The Land Rover executive would not reveal any details regarding the future additions to the line-up but did say the brand would respond to emerging trends and consumer demand in a bid to capture part of the blossoming SUV market.
“Generally our vehicles are becoming more on-road capable,” he said. “That’s quite deliberate because the reality is we recognise that, while a lot of people love the notion of being able to take these vehicles off-road, a lot of people don’t do that.
“By 2020 there’s going to be 22 million SUV-type products sold globally. We are growing and we want to maintain a level of exclusiveness and once you get to a certain volume you might not be considered exclusive anymore, but given three families of vehicles you can maintain it.”
Despite recently rolling-out the all new Range Rover Sport and Discovery Sport, McGovern said the new-model activity was only just getting started, and that the range would expand with “more sexy” offerings.
“At the moment we are on what I call this journey of transformation and we’ve not long left the harbour,” he said. “You’ve seen an element of the Range Rover reinvention… you’ve seen an Evoque that was white-space, you’ll see some other things that are white-space.
“We’ve only just started doing the new-generation Discovery, you saw that Discovery Vision concept at the show here last year and that’s a good pointer of where we are taking Discovery.

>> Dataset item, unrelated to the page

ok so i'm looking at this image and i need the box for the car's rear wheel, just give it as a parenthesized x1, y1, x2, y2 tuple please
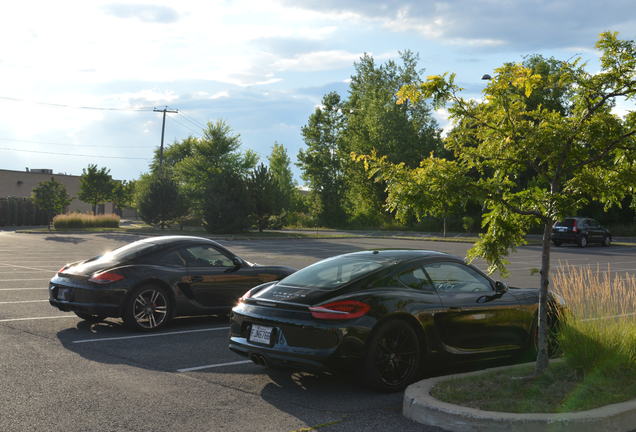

“Discovery is quite polarising for a lot of consumers. They love its usability but they want it to be more premium and a certain level of comfort. I think Discovery needs to be more sexy. Everybody wants to be sexy don’t they?”
In addition to the new-model arrivals, the company will also be expanding each line-up with special versions, such as highly strung variants from the Special Vehicle Operations department.
“I’m not saying no to anything because the whole reason for Special Vehicle Operations is to take all these different families and do versions on all of them,” he said. “That’s the beauty of it. You’ll see that operation working right through the Range Rover range, the Discoverys and eventually the Defenders.
“SVO is not about offering better. It’s not a brand above a brand. It’s about taking these vehicles and offering more choice. That can go from limited-edition runs of 150 down to one-off vehicles.”
Land Rover and Range Rover may even consider offering a more on-road focused or affordable two-wheel drive versions of its ranges, just as German rival BMW did with its X5 large SUV.
“If our consumers are saying they’d like that then we would be stupid not to look at it. It’s about having confidence in the brand,” said McGovern.
Range Rover unveiled its most powerful vehicle to date at the New York show with the SVAutobiography.